Inspiring Infinity

The importance of thinking beyond our own lifetimes.

If our 13.8 billion-year-old universe was condensed into a calendar year, with the Big Bang occurring on 1 January and the present moment being midnight on 31 December, humans have only existed for 90 minutes. Dinosaurs appeared just five days ago, the pyramids were built 12 seconds ago and the Renaissance occurred a mere second ago.

This ‘cosmic calendar’, first used by Carl Sagan in the 1970s, shows us as the late arrivals that humans are in the expansive, mind-bending scale of the universe’s timespan. And if the average human life lasts around 72 years, that equates to less than 0.2 of a second on this 365-day scale. 

 

But while the cosmic calendar is an incredible tool to show us our place in a staggeringly long past, it perhaps cannot demonstrate our place in the infinite nature of the future. 

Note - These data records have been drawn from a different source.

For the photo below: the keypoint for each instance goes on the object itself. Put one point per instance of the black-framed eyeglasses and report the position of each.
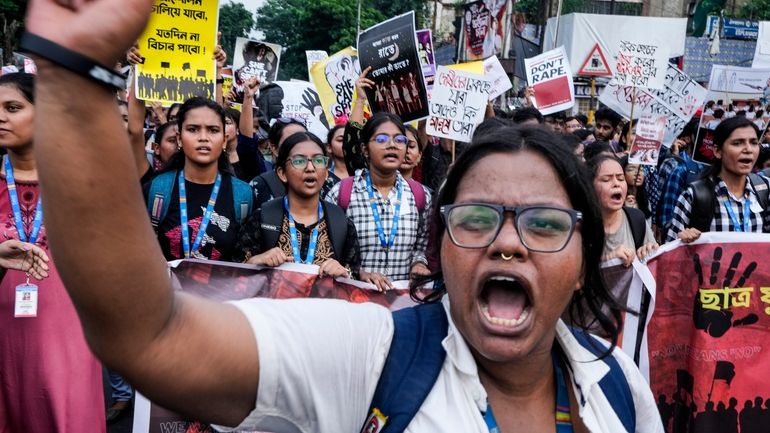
(300, 161)
(290, 120)
(399, 140)
(544, 229)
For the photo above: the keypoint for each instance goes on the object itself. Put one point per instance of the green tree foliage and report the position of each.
(756, 10)
(330, 25)
(234, 21)
(11, 25)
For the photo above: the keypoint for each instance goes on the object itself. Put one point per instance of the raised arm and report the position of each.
(188, 354)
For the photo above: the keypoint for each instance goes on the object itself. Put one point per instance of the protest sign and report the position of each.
(645, 149)
(495, 73)
(762, 50)
(678, 101)
(224, 282)
(728, 83)
(457, 104)
(178, 47)
(641, 64)
(427, 61)
(314, 57)
(477, 25)
(708, 336)
(550, 76)
(390, 49)
(335, 80)
(300, 101)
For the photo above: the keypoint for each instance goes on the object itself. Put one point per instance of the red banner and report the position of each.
(708, 342)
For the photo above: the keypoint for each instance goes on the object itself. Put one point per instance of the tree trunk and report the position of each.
(9, 35)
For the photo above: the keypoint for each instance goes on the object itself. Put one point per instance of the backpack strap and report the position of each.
(337, 225)
(413, 365)
(614, 384)
(277, 189)
(761, 189)
(159, 197)
(271, 219)
(703, 204)
(638, 225)
(243, 199)
(418, 192)
(346, 189)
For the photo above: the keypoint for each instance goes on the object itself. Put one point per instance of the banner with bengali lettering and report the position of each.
(457, 105)
(390, 49)
(224, 282)
(732, 89)
(335, 79)
(678, 100)
(178, 46)
(708, 337)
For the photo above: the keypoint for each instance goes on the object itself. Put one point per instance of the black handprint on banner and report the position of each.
(312, 102)
(708, 313)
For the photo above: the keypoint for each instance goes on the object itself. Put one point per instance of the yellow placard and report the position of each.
(472, 67)
(178, 46)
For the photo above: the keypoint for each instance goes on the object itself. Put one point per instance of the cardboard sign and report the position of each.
(678, 100)
(390, 49)
(495, 72)
(335, 79)
(641, 64)
(300, 101)
(457, 104)
(178, 47)
(314, 57)
(596, 64)
(650, 130)
(550, 76)
(427, 61)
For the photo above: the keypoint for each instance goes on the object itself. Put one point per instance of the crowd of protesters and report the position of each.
(358, 203)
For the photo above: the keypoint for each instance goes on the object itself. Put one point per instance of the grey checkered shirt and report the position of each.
(411, 237)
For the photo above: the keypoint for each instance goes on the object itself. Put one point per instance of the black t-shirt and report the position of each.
(221, 233)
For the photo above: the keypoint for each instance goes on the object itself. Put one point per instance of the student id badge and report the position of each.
(26, 301)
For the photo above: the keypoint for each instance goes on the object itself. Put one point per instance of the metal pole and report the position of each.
(558, 15)
(358, 20)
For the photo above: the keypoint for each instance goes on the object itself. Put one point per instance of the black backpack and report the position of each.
(272, 217)
(704, 201)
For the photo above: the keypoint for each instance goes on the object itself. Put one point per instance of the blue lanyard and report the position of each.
(206, 215)
(563, 421)
(733, 218)
(38, 222)
(386, 244)
(293, 232)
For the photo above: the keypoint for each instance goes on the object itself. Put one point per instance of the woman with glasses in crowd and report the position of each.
(196, 205)
(300, 227)
(522, 243)
(268, 185)
(390, 213)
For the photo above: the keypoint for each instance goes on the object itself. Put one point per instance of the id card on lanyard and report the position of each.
(26, 301)
(188, 250)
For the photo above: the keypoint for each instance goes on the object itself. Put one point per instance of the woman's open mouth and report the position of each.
(505, 301)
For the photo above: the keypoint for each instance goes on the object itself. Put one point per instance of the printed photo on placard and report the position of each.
(390, 48)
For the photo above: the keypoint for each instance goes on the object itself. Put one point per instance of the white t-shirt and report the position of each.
(320, 361)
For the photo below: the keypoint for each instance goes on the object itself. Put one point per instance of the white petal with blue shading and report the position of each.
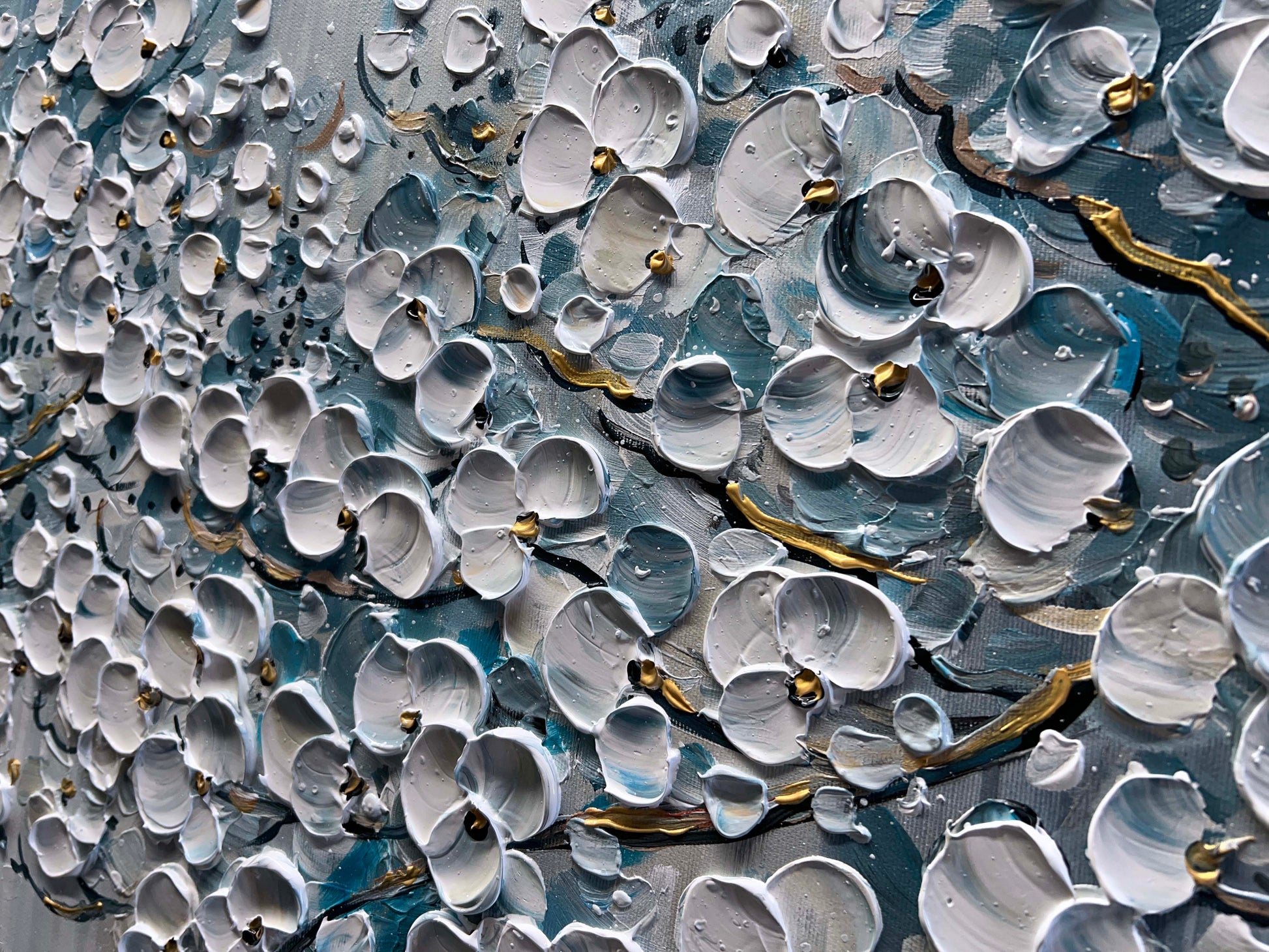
(586, 654)
(696, 415)
(805, 410)
(220, 741)
(826, 905)
(873, 254)
(468, 872)
(1163, 649)
(730, 913)
(1232, 505)
(163, 785)
(863, 760)
(310, 513)
(583, 325)
(844, 630)
(630, 221)
(741, 626)
(905, 437)
(428, 785)
(448, 387)
(658, 569)
(293, 716)
(318, 773)
(483, 492)
(404, 544)
(1139, 835)
(1056, 104)
(1089, 923)
(759, 717)
(1062, 344)
(512, 779)
(1245, 606)
(736, 801)
(777, 149)
(449, 278)
(371, 295)
(555, 162)
(993, 885)
(637, 753)
(987, 277)
(561, 477)
(921, 725)
(852, 25)
(1197, 93)
(648, 113)
(494, 561)
(1039, 468)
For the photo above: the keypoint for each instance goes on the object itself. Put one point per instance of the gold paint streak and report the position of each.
(822, 192)
(1034, 709)
(597, 379)
(626, 819)
(20, 470)
(674, 696)
(50, 411)
(801, 537)
(70, 912)
(1124, 95)
(404, 876)
(863, 84)
(1111, 225)
(605, 162)
(1074, 621)
(794, 792)
(415, 122)
(328, 131)
(526, 527)
(1112, 513)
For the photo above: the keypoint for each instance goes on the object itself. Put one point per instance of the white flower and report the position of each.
(784, 646)
(468, 796)
(803, 904)
(493, 504)
(1214, 95)
(602, 110)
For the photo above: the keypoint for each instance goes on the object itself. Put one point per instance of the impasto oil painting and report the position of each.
(634, 475)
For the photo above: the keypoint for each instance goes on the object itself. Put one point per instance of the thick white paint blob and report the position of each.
(520, 291)
(348, 146)
(993, 885)
(1055, 106)
(696, 415)
(805, 410)
(725, 912)
(1056, 762)
(1245, 606)
(1039, 468)
(636, 753)
(782, 145)
(736, 801)
(1139, 835)
(471, 44)
(863, 760)
(583, 325)
(1163, 649)
(826, 905)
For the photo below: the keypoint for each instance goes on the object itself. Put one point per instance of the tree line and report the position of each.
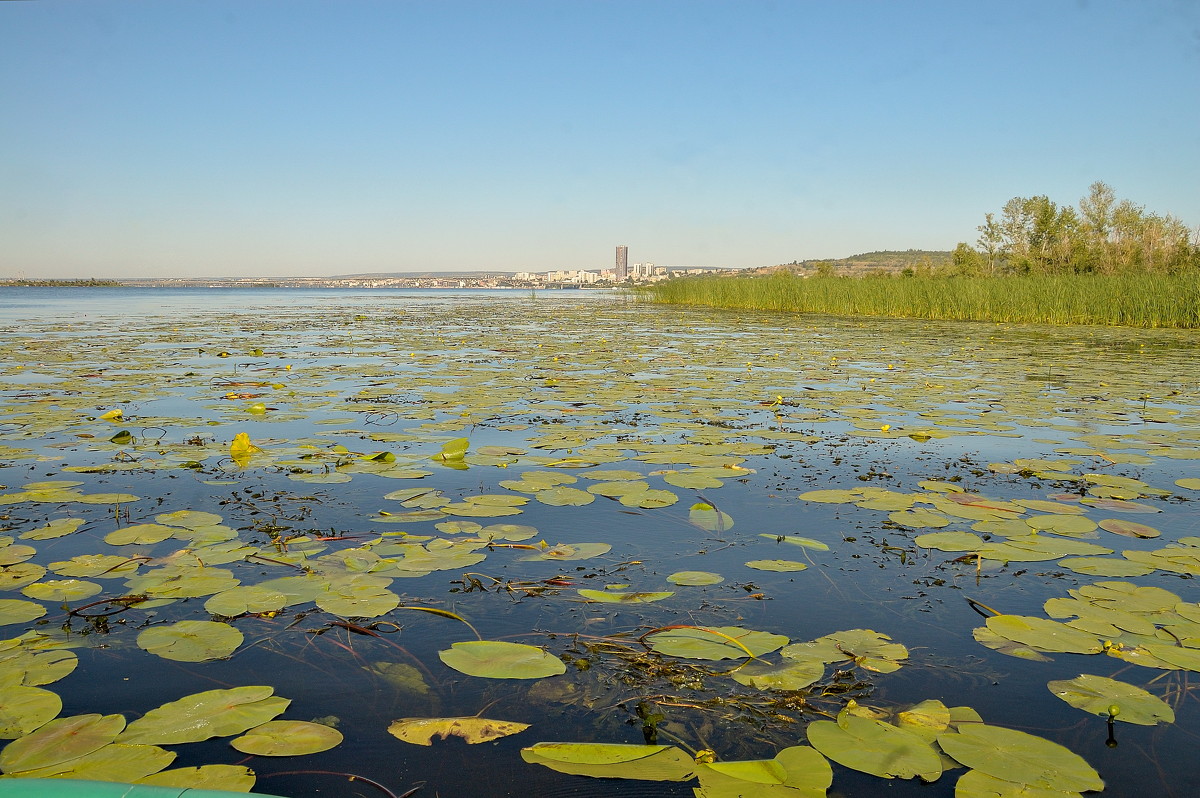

“Hope is optimism with a plan. I think it’s sad that often when we think about caring for the future, we ask ourselves how we can delete our footprint from the planet.”

BEATRICE ERKERS, THE EXISTENTIAL HOPE PROJECT

Thinking into the distant future is not easy, especially on infinite timescales, but we must recognise the need for conscious, compassionate, long-term thinking. Threats like climate change, pandemics and food shortages may be impacting us now, but they will have a far more severe impact on the billions of people yet to be born. 

This hub is dedicated to projects and people who are contemplating, living and inspiring a truly infinite mindset – whether safeguarding the lives yet to exist or inviting us to think beyond our own lifetimes. 

We hope it will offer a sense of peace, perspective and catharsis in the present as we recognise our short and precious moment of time in what might be an infinite universe.